Restano le domande sugli aspetti psicologici. Se è vero che l'aborto ottenuto con i farmaci evita l'anestesia e l'intervento, i detrattori di questo metodo sostengono che la solitudine delle pazienti, che attendono a casa propria l'emorragia e l'espulsione dell'embrione, può essere molto pesante, soprattutto quando i dolori che la accompagnano, simili a quelli mestruali, sono molto forti. E manca, per il caso di Torino, uno studio psicologico approfondito. Racconta E.M., 36 anni, impiegata: «Ho due figli, avrei voluto anche il terzo ma non me lo potevo permettere...
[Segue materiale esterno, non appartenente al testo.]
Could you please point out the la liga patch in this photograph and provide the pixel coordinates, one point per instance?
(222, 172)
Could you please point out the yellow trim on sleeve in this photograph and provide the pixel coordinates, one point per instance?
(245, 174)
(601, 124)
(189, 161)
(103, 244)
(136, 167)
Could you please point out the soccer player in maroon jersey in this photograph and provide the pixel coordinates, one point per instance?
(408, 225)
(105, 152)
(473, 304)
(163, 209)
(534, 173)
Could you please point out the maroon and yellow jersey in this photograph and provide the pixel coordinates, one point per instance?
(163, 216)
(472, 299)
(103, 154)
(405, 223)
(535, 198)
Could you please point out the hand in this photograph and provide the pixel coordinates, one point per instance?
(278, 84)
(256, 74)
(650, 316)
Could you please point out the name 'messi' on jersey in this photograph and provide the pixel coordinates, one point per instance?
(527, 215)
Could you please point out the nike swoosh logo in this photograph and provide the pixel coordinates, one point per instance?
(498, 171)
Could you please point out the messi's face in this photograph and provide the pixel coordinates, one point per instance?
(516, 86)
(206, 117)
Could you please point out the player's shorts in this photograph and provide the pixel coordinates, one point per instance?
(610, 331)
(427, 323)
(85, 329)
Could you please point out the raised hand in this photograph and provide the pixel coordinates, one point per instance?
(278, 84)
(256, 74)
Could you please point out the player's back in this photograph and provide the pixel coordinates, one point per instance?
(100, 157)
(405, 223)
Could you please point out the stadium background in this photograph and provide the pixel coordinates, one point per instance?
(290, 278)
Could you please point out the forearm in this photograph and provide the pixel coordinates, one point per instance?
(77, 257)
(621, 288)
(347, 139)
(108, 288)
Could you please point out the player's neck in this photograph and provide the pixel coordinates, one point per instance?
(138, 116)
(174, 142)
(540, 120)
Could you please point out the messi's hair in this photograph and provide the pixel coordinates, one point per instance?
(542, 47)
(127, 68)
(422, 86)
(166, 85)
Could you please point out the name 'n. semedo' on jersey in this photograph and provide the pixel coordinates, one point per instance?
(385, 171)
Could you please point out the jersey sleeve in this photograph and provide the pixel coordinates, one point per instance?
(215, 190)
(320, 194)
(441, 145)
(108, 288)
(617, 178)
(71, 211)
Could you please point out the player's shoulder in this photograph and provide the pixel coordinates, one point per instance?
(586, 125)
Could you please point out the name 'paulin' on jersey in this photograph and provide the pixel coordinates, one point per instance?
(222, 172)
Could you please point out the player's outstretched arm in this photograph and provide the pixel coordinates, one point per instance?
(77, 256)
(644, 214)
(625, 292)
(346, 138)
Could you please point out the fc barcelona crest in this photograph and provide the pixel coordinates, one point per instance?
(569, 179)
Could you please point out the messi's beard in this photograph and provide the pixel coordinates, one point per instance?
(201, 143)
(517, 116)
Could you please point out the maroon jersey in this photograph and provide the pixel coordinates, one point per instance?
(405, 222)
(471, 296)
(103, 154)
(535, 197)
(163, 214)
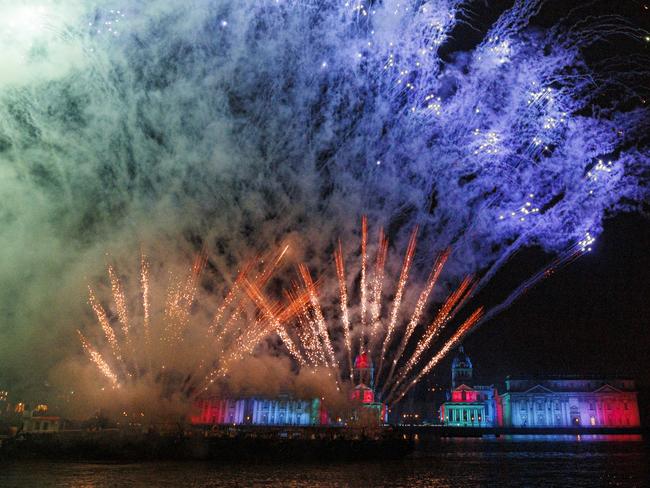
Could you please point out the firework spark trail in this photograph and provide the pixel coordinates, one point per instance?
(318, 315)
(397, 301)
(377, 285)
(471, 321)
(99, 361)
(417, 311)
(563, 260)
(146, 304)
(233, 297)
(170, 334)
(362, 284)
(340, 271)
(102, 318)
(445, 314)
(120, 302)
Quando ho saputo di questo metodo dal mio medico, ho subito chiamato l'ospedale, ho abortito in febbraio... Che cosa ricordo? La tristezza, i crampi, un po' di paura. Ma anche la grande umanità dei medici, che ho incontrato tre volte. Se dovesse capitare a una figlia, le consiglierei questo sistema ».
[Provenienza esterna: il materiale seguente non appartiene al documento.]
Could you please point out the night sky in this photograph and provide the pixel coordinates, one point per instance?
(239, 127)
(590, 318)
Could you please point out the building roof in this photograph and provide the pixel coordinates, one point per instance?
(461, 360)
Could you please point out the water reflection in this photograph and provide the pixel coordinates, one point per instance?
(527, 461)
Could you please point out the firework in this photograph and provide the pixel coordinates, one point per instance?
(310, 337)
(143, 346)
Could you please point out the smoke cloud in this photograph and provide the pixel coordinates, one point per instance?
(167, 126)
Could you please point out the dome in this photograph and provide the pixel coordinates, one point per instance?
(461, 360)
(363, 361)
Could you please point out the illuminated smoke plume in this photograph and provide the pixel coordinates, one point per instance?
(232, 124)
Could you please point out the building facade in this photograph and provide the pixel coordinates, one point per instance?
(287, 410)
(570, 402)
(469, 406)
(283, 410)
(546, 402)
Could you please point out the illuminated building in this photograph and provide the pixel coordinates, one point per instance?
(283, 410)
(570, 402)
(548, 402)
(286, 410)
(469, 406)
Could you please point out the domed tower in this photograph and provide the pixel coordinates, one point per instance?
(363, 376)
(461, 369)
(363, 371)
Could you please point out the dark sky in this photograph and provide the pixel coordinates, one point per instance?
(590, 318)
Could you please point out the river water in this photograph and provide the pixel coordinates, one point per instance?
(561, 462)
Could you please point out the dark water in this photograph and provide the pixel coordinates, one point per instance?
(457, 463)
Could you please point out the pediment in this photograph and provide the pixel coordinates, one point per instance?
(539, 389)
«I questionari dicono che il 90 per cento delle pazienti è soddisfatto, anche se soltanto un quarto di loro aveva già abortito in precedenza col metodo chirurgico e può dunque fare un paragone», spiega Viale.
Intanto, il quadro politico è cambiato, e la Regione Piemonte è governata da una giunta di centrosinistra che si augura la legalizzazione del farmaco: «Da molti anni ormai, l'aborto farmacologico viene praticato in tutta Europa, negli Stati Uniti e in molti altri Paesi del mondo, perché ritenuto, a parità di sicurezza per la salute della donna, un metodo di interruzione della gravidanza meno invasivo e traumatico dell'aborto chirurgico — dice Eleonora Artesio, assessore alla sanità —. Credo sia giusto che questa opzione venga finalmente offerta anche alle donne italiane e che queste ultime abbiano la possibilità, una volta correttamente informate, di scegliere cosa sia meglio per loro in un passaggio tanto difficile e sofferto della propria vita».